What actually changed in the OpenAI Codex release notes
For the Bedrock track, the verified points are narrow:
- Codex can use supported OpenAI models through Amazon Bedrock.
- Local Codex CLI, desktop app, and IDE extension workflows are supported.
- Locally configured MCP servers and connectors are supported. MCP, Model Context Protocol, connects an agent to external tools and context.
- Hosted first-party plugin directory, Codex cloud agents, image generation, and voice transcription are not available in the Bedrock configuration according to the guide.
- Fast Mode is not available because the first Bedrock setup uses on-demand inference.
Source: Use Codex with Amazon Bedrock
OpenAI also published Codex CLI 0.136.0 the same day. It is not just polish: sessions can be archived with /archive in the TUI or codex archive / codex unarchive in the CLI, the app server gets codex app-server --stdio, remote-control websockets use short-lived server tokens instead of ChatGPT access tokens, and Windows admins get an alpha path with codex sandbox setup --elevated. A sandbox is a bounded environment where the agent's access can be limited. An approval gate is a point where a human must approve before the agent continues.
Source: OpenAI Codex CLI 0.136.0 release notes
Human step before you ask Codex to do anything
Do not put the AWS setup itself inside the agent prompt. Put it with a human or in a controlled internal routine. The verified minimum step is to set the provider in the user's Codex configuration:
model_provider = "amazon-bedrock"
Source: Use Codex with Amazon Bedrock
If you use a Bedrock API key, a region must be set in the environment Codex reads. If you use AWS SSO or a named profile, credentials should resolve through the AWS SDK credential chain. For the desktop app and VS Code extension, environment variables may need to live in ~/.codex/.env, followed by an app restart. In Codex CLI, the user can open /status and confirm that amazon-bedrock is in use.
Source: Use Codex with Amazon Bedrock
For Swedish and Nordic teams, this is a good moment to test Tool Forge for real: scoped AWS profiles, separate env vars or secret managers, least-privilege IAM permissions, clear approval gates, and logs that someone can inspect afterward. That makes integration useful without putting API keys or business data into chat.
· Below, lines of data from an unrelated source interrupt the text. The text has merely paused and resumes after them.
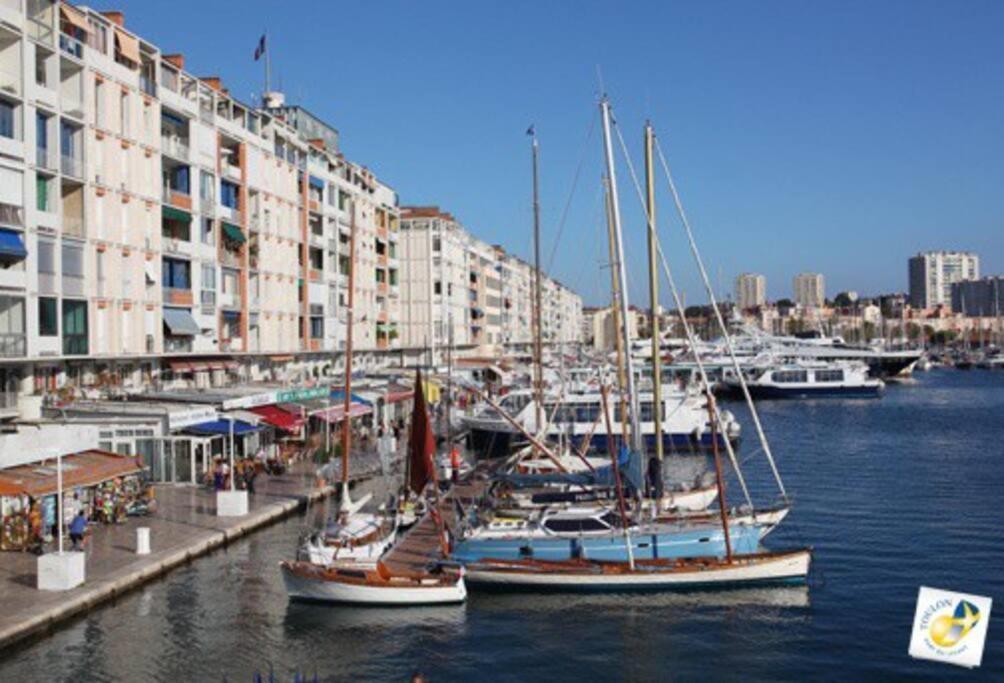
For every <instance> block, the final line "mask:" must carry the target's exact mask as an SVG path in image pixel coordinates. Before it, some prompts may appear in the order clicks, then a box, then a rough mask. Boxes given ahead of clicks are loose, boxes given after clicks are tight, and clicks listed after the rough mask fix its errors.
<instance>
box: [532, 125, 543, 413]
mask: <svg viewBox="0 0 1004 683" xmlns="http://www.w3.org/2000/svg"><path fill="white" fill-rule="evenodd" d="M530 135H531V138H532V144H531V148H532V152H533V290H534V291H533V298H534V301H533V391H534V401H535V403H536V416H535V417H536V423H535V425H536V431H537V432H538V433H539V432H540V430H541V429H543V426H544V420H543V410H544V369H543V351H542V350H541V338H542V337H543V335H544V329H543V326H542V324H541V309H542V308H543V294H542V290H541V283H540V187H539V177H538V169H537V167H538V161H539V159H538V158H539V156H540V146H539V145H538V144H537V134H536V132H535V131H534V130H533V128H532V127H531V128H530Z"/></svg>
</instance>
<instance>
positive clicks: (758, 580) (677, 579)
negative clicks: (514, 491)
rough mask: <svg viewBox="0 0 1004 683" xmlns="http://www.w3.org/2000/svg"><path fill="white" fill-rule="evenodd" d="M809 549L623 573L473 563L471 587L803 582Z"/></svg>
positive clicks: (746, 584)
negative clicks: (490, 565)
mask: <svg viewBox="0 0 1004 683" xmlns="http://www.w3.org/2000/svg"><path fill="white" fill-rule="evenodd" d="M810 561H811V553H810V552H809V551H808V550H799V551H794V552H788V553H777V554H776V555H764V556H761V557H759V558H757V559H748V558H742V557H740V558H737V561H736V562H735V563H733V564H728V563H726V562H722V563H720V564H713V565H706V566H705V565H701V566H695V567H693V568H691V567H687V568H686V570H674V571H660V570H651V571H649V570H644V568H639V570H636V571H635V572H625V573H623V574H602V573H599V572H562V571H557V572H548V571H546V568H545V570H541V571H521V570H517V571H512V570H506V568H503V567H499V568H492V567H487V566H486V565H484V564H477V563H475V564H469V565H468V567H467V579H468V581H469V582H470V583H471V585H473V586H484V587H492V588H496V589H501V590H505V589H510V590H540V591H570V592H579V591H581V592H589V591H672V590H684V589H697V588H729V587H739V586H750V585H771V584H797V583H804V581H805V579H806V577H807V576H808V571H809V563H810Z"/></svg>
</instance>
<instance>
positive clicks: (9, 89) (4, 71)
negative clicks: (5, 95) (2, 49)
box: [0, 66, 21, 95]
mask: <svg viewBox="0 0 1004 683" xmlns="http://www.w3.org/2000/svg"><path fill="white" fill-rule="evenodd" d="M0 92H6V93H8V94H15V95H19V94H21V74H20V73H18V72H17V71H15V70H14V69H12V68H9V67H7V66H0Z"/></svg>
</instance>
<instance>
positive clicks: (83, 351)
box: [63, 334, 87, 356]
mask: <svg viewBox="0 0 1004 683" xmlns="http://www.w3.org/2000/svg"><path fill="white" fill-rule="evenodd" d="M86 355H87V335H86V334H63V356H86Z"/></svg>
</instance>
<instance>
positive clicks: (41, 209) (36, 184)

Short example: use the new Codex feature
Once a human has already configured the Bedrock provider, keep the agent prompt short:
Review this repo as a Codex Bedrock pilot. Check which tasks can run locally with AWS-managed auth, which MCP tools or commands need approval, and where secrets should use env vars, scoped AWS credentials, or a secret manager. Do not change files. Return a short readiness checklist.
Good output should:
- Separate local Codex workflows from features that are not supported in Bedrock mode
- Mention region, model ID, and AWS identity as things a human must verify
- Identify which MCP tools or commands need an approval gate
- Confirm that no files were changed
Why this matters for Nordic organizations
This is not a reason to let Codex into everything. It is a reason to draw a better integration map. If development, internal IT, or an automation partner already works in AWS, Codex can now fit the same governance model: who may use which model, in which region, under which cost owner, and with which logs.
Hammer Automation would start with one bounded routine: one code folder, one AWS profile, one task, and one review step. Once that works, you can build out MCP, sandboxes, and approval gates that match the work. That is more useful than another loose prompt about "using AI in the organization".